Guest Professors

Confirmed Guest Professors

Stef Jansen

Stef Jansen is a Senior Lecturer in Social Anthropology at the University of Manchester (UK). Based on long term ethnographic research in the post-Yugoslav states of Bosnia and Herzegovina, Serbia and Croatia since 1996, his work aims to contribute to the development of a critical anthropology of the making of home and hope with regard to place, nation and postsocialist state transformations. In addition to numerous articles and book chapters, he has authored Yearnings in the Meantime: 'normal lives' and the state in a Sarajevo apartment complex (Berghahn, 2015) and Antinacionalizam (XX Vek, 2005), and co-edited Negotiating social relations in Bosnia and Herzegovina: semiperipheral entanglements (Routledge, 2016, with Čarna Brković and Vanja Čelebičić) and Struggles for home: violence, hope and the movement of people (Berghahn, 2008, with Staffan Löfving). 

Jan Willem Duyvendak

Jan Willem Duyvendak is Distinguished Research Professor of Sociology at the University of Amsterdam. His main fields of research currently are the transformation of the welfare state, belonging and ‘feeling at home’, and nativism. His latest books include The Politics of Home. Nostalgia and Belonging in Western Europe and the United States (Palgrave, 2011), European States and Their Muslim Citizens. The Impact of Institutions on Perceptions and Boundaries (CUP 2014, co-edited with J. Bowen, C. Bertossi, M. Lena Krook), New York and Amsterdam. Immigration and the New Urban Landscape  (NYU Press 2014, co-edited with N. Foner, J. Rath and R. van Reekum), Players and Arenas. The Interactive Dynamics of Protest (AUP 2015, co-edited with J. Jasper), The Culturalization of Citizenship. Belonging and Polarization in a Globalizing World (Macmillan 2016, co-edited with P. Geschiere and E. Tonkens). He is currently the Editor of Ethnography.

Melissa Butcher

Melissa Butcher (Birbeck, University of London) is a social and cultural geographer whose research examines the impact of global mobility and local transformation in urban spaces, focusing on questions of identity and belonging as well as the skills needed to manage cultural change and positions of difference.

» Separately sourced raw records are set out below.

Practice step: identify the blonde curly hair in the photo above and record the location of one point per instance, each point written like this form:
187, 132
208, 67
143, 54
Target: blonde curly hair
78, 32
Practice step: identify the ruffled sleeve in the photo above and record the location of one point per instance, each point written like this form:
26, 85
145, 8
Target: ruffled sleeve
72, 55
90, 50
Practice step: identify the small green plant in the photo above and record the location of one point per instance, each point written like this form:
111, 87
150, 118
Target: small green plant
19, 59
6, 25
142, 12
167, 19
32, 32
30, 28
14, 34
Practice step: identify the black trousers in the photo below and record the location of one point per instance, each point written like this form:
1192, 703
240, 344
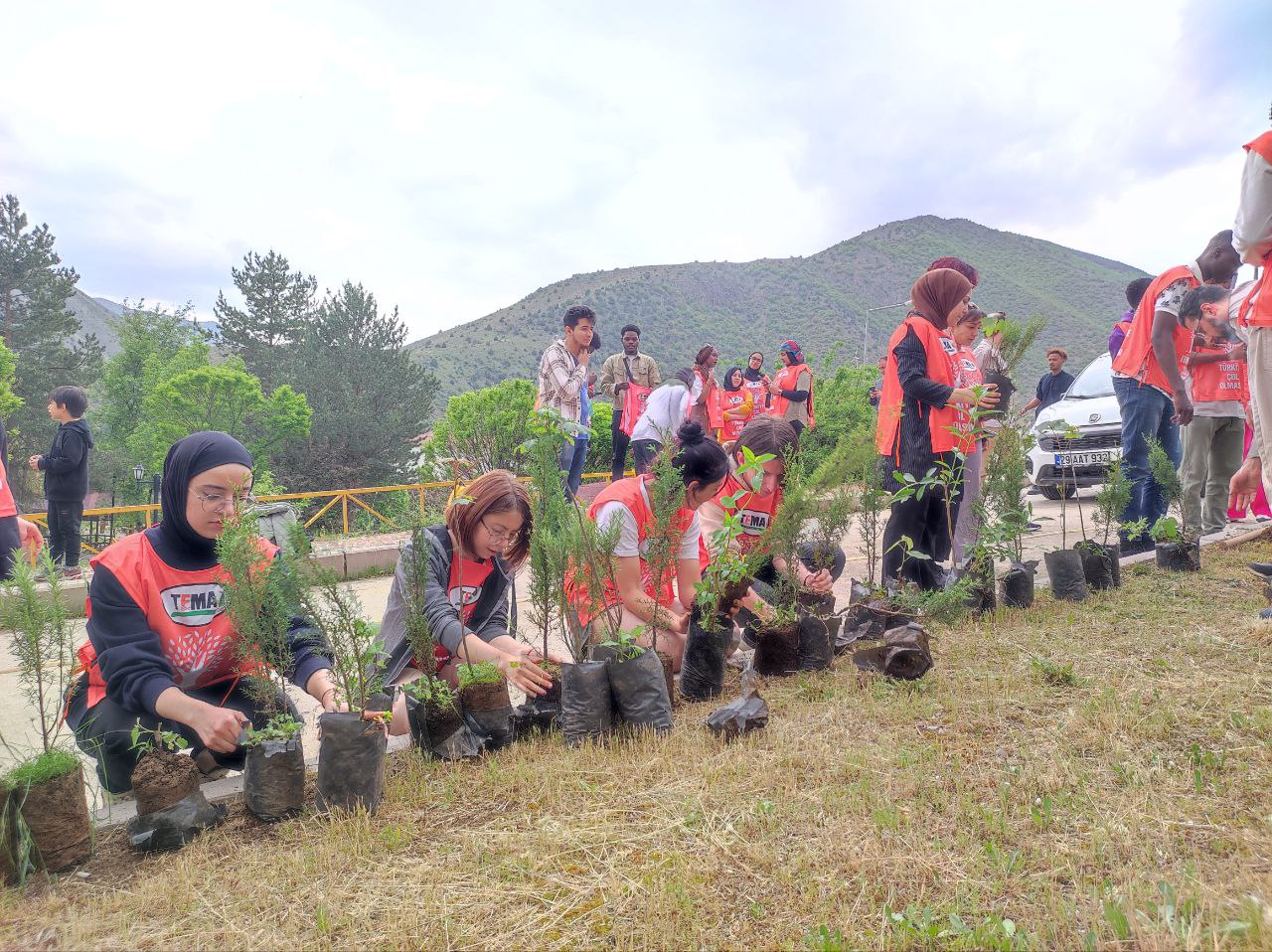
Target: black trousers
64, 532
105, 732
9, 544
621, 442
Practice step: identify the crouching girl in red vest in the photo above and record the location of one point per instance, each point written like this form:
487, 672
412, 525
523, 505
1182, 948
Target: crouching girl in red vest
469, 565
703, 466
764, 435
918, 421
160, 649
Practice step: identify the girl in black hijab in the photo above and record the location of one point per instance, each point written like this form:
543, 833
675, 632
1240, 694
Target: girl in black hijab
160, 649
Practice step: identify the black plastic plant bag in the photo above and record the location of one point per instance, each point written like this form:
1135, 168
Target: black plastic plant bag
1065, 571
747, 713
273, 779
172, 828
535, 716
350, 762
1018, 584
818, 628
489, 714
703, 666
586, 702
640, 692
1097, 565
904, 653
776, 649
1180, 556
1114, 552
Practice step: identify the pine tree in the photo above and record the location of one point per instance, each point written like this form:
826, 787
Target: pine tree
369, 398
39, 329
278, 309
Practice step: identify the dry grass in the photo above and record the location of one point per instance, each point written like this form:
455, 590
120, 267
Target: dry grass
1125, 802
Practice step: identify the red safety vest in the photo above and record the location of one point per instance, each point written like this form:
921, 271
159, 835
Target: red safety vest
1220, 380
1257, 308
7, 506
634, 406
626, 492
787, 379
708, 401
754, 512
183, 608
941, 421
967, 373
730, 399
1136, 358
758, 397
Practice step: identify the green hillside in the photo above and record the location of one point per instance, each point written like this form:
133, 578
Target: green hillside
817, 300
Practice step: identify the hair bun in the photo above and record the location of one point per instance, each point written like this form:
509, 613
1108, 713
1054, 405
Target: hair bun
690, 434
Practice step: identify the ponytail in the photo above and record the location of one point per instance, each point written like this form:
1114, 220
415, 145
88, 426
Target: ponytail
699, 458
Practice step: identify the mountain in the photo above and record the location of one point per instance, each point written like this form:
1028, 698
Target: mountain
816, 300
94, 316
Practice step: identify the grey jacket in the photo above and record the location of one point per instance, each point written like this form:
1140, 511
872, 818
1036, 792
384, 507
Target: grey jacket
490, 617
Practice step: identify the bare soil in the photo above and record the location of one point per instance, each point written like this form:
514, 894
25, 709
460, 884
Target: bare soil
163, 778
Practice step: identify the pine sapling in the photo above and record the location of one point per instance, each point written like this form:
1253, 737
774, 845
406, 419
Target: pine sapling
42, 643
261, 598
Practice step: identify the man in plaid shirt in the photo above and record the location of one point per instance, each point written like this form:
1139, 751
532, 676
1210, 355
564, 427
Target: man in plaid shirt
563, 373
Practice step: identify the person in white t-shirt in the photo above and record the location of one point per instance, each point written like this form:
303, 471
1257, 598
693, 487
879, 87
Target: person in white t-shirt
667, 407
658, 607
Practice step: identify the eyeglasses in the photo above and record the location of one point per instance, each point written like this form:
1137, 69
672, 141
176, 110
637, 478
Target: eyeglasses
215, 503
500, 536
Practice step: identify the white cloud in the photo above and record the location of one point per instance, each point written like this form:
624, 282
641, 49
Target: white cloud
455, 158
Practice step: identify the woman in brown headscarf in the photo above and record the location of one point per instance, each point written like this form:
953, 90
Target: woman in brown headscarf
705, 410
917, 420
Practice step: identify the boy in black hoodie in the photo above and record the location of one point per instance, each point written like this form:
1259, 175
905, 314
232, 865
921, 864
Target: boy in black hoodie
65, 468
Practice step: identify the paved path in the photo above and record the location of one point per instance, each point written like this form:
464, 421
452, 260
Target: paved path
21, 734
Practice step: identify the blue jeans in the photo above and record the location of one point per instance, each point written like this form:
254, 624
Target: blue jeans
573, 454
1146, 411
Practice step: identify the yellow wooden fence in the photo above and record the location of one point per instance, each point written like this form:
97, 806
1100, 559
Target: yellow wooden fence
334, 497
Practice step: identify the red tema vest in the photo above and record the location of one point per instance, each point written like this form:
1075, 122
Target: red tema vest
941, 421
1136, 358
183, 608
758, 397
787, 379
628, 493
1221, 380
731, 399
753, 511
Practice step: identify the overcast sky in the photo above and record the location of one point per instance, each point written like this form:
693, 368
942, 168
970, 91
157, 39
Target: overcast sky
455, 157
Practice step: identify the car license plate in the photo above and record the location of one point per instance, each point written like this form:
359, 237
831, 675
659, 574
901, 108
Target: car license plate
1067, 459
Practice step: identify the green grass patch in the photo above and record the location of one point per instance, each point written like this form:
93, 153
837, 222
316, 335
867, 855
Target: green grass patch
44, 766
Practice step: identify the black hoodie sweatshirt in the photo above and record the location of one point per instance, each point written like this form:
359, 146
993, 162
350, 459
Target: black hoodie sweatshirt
67, 463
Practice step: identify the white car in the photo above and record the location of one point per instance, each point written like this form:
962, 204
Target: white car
1056, 463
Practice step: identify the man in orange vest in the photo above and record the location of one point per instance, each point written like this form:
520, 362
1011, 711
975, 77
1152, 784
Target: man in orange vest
1148, 381
1218, 389
793, 390
1252, 237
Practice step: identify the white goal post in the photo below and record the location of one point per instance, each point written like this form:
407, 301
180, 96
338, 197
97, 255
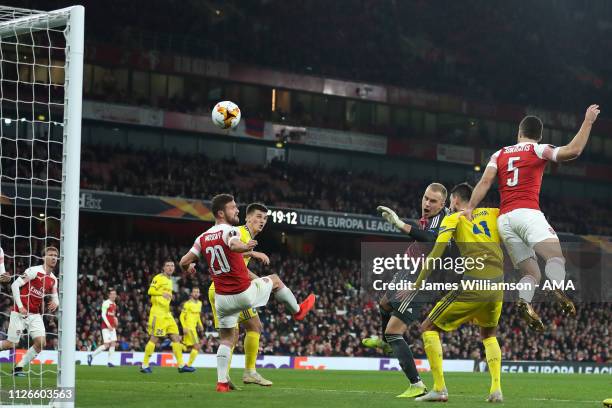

Using ethnographic, participatory and visual methods, Melissa has led research projects in London, Delhi, Singapore and Sydney, examining the local impacts of globalization, including migration, economic liberalization and urban redevelopment. Her recent books include: New Perspectives in International Development (ed. with T. Papaioannou, Bloomsbury 2013); Managing Cultural Change: Reclaiming Synchronicity in a Mobile World (Ashgate 2011), and Dissent and Cultural Resistance in Asia's Cities (ed. with S. Velayutham, Routledge 2009). Melissa presents and writes regularly on issues relating to urban redevelopment, globalisation, migration, youth cultures, and global human resources management.

Cristina Mattiucci

Cristina Mattiucci is an architect and she is currently contract professor in Urban and Regional Planning at the Department of Sociology and Social Research, University of Trento. She holds a Ph.D. in Environmental Engineering with a thesis in Urban Planning about the perception of everyday landscape in planning processes. This topic has been further developed in metropolitan contexts, starting from a Marie Curie research fellowship at the DICAM in Trento and at the AMP-LAVUE of the ENSA Paris – la Villette. Her research concerns the contemporary landscape, focusing on its multiple meanings, both material and symbolic, with a predilection for its feature of inhabited territory and public space, as well as physical outcome of socio-economical processes and tensions at various scales. She actively participates in the international debate about these topics, in the framework of Urban Studies. Among her latest publications: Territoires en débat. Discussing landscape(s) in contemporary metropolitan realities (professionaldreamers, 2015).